Atrapados en la transición
Al final, sin embargo, sería un error echar toda la culpa del gran desmoronamiento a los líderes de institutos religiosos orientados al cambio o a los obispos tímidos. Es cierto que hay muchos errores humanos, sobre el Vaticano II y mucho más, la fuente fundamental de lo que sucedió fue la siguiente: el proyecto de adaptar la vida religiosa de las mujeres después del Concilio ocurrió en el mismo momento en que estaba ocurriendo una transición diferente, mucho más radical: un paradigma cambio en la comprensión de la vida cristiana comprometida en el mundo.
Hoy está claro que los experimentos desacertados de actualización de la vida religiosa fueron intentos de adaptarse a esta nueva realidad sin comprenderla verdaderamente. Carey tiene razón: lo supieran o no, el modelo adoptado por los líderes orientados al cambio de muchas comunidades religiosas de mujeres fue el de un instituto secular, no religioso.

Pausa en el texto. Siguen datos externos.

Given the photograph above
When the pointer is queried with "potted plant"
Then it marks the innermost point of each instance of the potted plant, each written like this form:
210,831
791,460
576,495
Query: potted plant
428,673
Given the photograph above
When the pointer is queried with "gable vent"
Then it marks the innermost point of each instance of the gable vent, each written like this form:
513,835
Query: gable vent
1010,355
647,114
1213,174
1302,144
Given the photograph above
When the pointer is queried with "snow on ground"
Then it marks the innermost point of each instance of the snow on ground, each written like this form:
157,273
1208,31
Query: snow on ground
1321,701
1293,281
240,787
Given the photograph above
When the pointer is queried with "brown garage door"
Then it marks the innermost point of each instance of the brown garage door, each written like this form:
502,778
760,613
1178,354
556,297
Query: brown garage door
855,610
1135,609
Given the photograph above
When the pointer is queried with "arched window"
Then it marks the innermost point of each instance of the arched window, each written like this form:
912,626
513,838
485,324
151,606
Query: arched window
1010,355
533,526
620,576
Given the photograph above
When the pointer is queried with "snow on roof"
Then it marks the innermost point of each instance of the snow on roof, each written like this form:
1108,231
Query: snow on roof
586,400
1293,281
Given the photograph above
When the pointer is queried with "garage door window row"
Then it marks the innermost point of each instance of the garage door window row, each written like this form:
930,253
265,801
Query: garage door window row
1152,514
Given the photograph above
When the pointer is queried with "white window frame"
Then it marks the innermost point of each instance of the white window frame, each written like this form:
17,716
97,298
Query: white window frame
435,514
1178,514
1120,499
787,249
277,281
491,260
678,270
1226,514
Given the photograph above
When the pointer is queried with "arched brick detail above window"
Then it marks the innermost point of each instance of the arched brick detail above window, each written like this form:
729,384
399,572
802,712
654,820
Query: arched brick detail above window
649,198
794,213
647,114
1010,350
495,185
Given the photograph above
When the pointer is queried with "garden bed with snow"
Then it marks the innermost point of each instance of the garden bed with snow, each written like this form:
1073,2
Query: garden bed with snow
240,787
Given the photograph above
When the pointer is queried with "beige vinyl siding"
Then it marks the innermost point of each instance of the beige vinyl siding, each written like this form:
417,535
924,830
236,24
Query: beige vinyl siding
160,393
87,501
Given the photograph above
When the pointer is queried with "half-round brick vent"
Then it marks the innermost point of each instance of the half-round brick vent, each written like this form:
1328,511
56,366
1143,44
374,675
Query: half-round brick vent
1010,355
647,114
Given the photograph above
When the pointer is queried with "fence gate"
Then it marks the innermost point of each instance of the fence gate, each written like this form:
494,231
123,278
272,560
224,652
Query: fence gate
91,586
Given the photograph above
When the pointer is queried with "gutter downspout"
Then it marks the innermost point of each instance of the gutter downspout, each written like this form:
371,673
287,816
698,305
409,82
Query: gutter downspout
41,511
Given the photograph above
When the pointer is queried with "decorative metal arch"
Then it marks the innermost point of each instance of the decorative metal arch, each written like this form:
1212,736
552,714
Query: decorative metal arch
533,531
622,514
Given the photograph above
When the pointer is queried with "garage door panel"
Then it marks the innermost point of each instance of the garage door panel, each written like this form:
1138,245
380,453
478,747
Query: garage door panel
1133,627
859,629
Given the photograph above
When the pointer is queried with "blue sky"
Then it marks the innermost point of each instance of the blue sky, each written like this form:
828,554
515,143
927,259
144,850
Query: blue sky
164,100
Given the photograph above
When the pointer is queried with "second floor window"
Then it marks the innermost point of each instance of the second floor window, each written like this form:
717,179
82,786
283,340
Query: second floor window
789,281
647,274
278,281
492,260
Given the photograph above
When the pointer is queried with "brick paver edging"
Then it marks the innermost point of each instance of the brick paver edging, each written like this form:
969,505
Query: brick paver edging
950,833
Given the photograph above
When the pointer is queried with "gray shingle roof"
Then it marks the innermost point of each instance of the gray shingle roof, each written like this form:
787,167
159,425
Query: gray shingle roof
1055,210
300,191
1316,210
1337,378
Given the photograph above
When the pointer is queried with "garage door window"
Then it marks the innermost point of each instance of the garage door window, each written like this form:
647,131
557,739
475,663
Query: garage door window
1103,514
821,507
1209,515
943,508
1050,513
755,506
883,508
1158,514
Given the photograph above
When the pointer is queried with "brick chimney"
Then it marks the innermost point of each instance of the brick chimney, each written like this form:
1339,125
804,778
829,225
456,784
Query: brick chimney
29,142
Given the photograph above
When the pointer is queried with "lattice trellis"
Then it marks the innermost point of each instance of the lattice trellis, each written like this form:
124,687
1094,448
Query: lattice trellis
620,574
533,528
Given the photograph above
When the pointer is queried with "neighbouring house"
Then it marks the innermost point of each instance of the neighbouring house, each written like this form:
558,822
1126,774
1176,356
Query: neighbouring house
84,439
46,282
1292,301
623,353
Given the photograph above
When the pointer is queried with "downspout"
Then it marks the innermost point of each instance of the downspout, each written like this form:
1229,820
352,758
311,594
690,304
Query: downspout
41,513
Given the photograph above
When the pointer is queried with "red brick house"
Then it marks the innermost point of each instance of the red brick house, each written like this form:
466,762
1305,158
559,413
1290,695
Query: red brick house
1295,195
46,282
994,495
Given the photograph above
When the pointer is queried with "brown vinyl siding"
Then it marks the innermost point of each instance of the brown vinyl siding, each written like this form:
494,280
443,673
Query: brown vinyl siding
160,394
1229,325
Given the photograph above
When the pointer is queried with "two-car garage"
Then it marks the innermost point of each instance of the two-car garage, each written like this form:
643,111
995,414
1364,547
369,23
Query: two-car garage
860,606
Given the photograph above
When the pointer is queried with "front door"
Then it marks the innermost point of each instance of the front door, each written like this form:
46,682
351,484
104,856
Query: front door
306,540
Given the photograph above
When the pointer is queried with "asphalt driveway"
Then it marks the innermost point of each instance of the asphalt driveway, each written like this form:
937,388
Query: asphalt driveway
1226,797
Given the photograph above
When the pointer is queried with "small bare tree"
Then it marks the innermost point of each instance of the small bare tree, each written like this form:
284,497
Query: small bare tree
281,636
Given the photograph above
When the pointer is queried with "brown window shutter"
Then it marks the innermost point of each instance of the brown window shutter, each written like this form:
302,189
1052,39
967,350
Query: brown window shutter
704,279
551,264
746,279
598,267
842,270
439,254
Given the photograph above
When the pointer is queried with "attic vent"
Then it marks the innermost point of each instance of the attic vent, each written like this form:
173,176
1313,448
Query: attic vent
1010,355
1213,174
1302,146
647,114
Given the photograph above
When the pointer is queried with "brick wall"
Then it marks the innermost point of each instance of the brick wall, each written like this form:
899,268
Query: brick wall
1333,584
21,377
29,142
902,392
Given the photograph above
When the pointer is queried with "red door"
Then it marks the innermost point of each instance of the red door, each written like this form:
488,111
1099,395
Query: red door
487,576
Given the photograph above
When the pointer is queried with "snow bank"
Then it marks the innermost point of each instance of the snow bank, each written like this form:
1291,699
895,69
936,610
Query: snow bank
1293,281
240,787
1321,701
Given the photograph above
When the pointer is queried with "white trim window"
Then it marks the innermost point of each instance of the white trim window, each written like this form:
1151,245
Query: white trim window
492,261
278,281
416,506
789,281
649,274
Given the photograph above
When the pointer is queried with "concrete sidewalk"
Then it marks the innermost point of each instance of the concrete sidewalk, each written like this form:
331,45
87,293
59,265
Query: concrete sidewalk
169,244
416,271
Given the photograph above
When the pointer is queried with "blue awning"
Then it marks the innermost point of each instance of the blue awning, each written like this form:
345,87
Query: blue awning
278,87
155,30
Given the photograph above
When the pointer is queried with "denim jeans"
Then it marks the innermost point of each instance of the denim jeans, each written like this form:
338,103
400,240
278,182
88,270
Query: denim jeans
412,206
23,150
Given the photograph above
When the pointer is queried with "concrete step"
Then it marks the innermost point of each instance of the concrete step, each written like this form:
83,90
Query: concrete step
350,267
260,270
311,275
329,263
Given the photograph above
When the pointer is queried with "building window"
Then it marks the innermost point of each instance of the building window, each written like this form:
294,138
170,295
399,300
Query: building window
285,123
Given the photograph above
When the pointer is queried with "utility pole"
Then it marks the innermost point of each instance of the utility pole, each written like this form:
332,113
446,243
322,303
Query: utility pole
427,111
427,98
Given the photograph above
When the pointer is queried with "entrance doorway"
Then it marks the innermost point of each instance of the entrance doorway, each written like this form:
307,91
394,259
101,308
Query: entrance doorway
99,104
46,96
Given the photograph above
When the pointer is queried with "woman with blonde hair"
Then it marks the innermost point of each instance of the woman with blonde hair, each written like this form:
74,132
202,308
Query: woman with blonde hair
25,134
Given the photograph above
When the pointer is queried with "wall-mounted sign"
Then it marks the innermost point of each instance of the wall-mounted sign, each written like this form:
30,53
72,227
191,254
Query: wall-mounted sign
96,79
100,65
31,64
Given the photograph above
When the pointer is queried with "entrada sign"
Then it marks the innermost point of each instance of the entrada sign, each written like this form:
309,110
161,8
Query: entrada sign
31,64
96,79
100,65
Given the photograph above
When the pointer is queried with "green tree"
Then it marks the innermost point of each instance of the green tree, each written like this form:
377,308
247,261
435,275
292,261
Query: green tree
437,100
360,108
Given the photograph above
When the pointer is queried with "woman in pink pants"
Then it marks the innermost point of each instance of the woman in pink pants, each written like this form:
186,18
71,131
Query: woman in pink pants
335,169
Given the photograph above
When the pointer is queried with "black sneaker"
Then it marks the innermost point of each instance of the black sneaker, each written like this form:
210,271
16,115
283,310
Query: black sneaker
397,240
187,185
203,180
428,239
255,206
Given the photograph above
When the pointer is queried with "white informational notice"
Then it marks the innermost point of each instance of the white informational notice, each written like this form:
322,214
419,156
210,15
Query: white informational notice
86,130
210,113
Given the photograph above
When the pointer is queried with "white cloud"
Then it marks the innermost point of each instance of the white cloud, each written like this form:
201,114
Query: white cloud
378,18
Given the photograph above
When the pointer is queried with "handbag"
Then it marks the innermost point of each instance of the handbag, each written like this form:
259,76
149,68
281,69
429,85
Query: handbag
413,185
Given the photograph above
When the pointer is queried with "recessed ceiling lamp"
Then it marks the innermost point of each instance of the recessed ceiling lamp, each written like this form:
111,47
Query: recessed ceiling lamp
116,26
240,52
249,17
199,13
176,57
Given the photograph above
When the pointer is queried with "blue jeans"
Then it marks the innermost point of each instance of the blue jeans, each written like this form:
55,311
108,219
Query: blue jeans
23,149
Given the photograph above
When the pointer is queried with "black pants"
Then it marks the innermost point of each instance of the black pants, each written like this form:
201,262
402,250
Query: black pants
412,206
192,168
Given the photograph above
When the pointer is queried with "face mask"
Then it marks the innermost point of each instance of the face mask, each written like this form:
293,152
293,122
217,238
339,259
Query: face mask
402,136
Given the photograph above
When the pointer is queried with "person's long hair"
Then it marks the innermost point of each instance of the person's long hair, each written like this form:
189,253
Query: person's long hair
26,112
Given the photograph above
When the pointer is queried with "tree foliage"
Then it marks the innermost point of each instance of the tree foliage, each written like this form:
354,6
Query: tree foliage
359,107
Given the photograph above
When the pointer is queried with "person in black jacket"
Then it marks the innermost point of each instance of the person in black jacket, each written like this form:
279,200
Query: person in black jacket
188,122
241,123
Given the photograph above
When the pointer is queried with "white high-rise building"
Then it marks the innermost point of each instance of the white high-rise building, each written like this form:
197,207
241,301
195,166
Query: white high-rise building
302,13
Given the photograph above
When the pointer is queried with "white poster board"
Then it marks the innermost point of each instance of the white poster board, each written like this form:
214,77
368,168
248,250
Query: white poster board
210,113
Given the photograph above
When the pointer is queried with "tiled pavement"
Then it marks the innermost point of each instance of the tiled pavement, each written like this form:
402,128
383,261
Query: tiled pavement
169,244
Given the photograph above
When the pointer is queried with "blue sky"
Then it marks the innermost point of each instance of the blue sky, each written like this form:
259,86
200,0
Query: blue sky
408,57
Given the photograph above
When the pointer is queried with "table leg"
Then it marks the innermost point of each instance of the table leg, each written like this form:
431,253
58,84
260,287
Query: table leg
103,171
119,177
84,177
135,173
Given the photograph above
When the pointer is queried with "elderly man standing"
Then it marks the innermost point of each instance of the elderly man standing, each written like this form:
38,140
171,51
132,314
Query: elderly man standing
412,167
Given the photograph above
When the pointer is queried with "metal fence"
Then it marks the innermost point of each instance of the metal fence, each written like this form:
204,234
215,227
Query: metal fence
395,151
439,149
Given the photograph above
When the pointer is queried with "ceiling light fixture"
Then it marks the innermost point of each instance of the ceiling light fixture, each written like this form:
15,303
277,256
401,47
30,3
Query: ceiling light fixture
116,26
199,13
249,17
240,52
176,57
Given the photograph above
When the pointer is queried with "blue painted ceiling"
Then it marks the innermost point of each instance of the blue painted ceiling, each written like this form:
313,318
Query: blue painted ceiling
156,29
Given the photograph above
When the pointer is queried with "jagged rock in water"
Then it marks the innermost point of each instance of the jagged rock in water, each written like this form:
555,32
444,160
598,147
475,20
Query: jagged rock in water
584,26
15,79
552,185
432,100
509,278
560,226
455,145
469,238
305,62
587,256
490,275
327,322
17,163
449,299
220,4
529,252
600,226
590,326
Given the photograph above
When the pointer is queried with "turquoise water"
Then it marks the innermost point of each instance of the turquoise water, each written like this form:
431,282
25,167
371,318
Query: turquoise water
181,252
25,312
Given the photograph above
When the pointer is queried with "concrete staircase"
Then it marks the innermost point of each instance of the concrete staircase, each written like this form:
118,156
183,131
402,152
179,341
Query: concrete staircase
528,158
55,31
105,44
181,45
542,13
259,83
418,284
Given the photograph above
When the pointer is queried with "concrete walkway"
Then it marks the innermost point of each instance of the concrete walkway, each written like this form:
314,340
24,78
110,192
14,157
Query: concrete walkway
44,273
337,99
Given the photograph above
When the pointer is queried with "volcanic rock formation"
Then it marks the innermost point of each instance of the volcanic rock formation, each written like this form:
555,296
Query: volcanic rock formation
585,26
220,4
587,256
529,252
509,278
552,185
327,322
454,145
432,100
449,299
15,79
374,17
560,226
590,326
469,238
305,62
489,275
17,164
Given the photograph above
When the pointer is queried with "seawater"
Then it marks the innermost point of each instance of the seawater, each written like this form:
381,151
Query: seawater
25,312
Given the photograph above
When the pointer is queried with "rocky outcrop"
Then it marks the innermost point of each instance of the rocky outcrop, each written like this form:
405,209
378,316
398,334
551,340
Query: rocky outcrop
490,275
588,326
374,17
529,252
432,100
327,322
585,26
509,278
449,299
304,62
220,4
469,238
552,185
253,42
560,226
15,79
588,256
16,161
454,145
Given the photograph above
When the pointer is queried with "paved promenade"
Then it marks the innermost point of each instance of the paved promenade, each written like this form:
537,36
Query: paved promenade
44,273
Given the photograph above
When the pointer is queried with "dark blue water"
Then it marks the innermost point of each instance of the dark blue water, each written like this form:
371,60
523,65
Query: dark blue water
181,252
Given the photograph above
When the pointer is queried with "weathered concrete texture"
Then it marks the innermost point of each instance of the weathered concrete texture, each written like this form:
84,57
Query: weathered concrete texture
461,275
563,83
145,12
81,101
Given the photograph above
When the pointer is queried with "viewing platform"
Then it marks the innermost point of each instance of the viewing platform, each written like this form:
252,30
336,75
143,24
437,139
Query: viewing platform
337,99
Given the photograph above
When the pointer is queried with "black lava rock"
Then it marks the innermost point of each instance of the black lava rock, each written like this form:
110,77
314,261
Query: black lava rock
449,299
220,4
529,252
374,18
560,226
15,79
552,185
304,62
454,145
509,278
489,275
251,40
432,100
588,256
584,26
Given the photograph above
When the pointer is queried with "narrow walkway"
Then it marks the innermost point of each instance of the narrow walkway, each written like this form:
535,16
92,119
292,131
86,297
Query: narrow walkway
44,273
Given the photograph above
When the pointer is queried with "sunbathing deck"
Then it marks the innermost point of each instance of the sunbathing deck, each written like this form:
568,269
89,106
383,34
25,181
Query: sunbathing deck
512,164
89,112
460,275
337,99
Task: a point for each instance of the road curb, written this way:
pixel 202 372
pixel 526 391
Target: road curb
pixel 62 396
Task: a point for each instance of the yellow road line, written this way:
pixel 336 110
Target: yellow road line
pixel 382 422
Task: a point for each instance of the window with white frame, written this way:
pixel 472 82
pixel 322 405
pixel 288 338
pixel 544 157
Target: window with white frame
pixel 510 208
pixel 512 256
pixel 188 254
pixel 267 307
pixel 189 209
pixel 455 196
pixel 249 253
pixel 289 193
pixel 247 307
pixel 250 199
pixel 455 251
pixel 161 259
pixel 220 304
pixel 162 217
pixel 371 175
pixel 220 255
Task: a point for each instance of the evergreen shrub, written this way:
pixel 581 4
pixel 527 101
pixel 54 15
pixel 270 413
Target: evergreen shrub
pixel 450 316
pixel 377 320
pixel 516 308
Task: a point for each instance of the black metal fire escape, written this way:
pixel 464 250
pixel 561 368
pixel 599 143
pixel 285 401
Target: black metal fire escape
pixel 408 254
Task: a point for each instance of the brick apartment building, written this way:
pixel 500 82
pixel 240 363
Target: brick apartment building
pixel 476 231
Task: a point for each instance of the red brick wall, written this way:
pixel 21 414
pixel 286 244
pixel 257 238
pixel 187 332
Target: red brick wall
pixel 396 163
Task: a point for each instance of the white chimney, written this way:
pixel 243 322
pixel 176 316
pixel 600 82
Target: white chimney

Pero el cambio de paradigma fue más allá. La idea de que quien quiera vivir una vida de compromiso cristiano debe ser sacerdote o pertenecer a un instituto de vida consagrada dio paso a la comprensión de que estas dos opciones no agotan las posibilidades. Hay otras formas de compromiso cristiano disponibles, adaptadas a las necesidades de las personas que siguen siendo laicos comunes en el mundo. Estos incluyen grupos más antiguos como el Opus Dei y los Focolares y nuevos movimientos como Comunión y Liberación y el Neocatecumenado.
La vida religiosa en su forma tradicional sigue siendo una opción válida y valiosa para vivir una vida cristiana comprometida. Pero es una opción que existe junto con otras más nuevas. La validez y el valor de la vida religiosa, y su propia supervivencia, dependen de que sea una expresión fiel de su propia gran tradición, inteligentemente adaptada al presente pero en viva continuidad con sus orígenes. A pesar del colapso de muchos institutos, todavía existen algunas órdenes religiosas femeninas como ésta en los Estados Unidos.
El dramático declive de la vida religiosa de las mujeres en los Estados Unidos en las últimas cuatro décadas es un desastre institucional y una tragedia humana. Pero no es el final de la historia. Ni por asomo.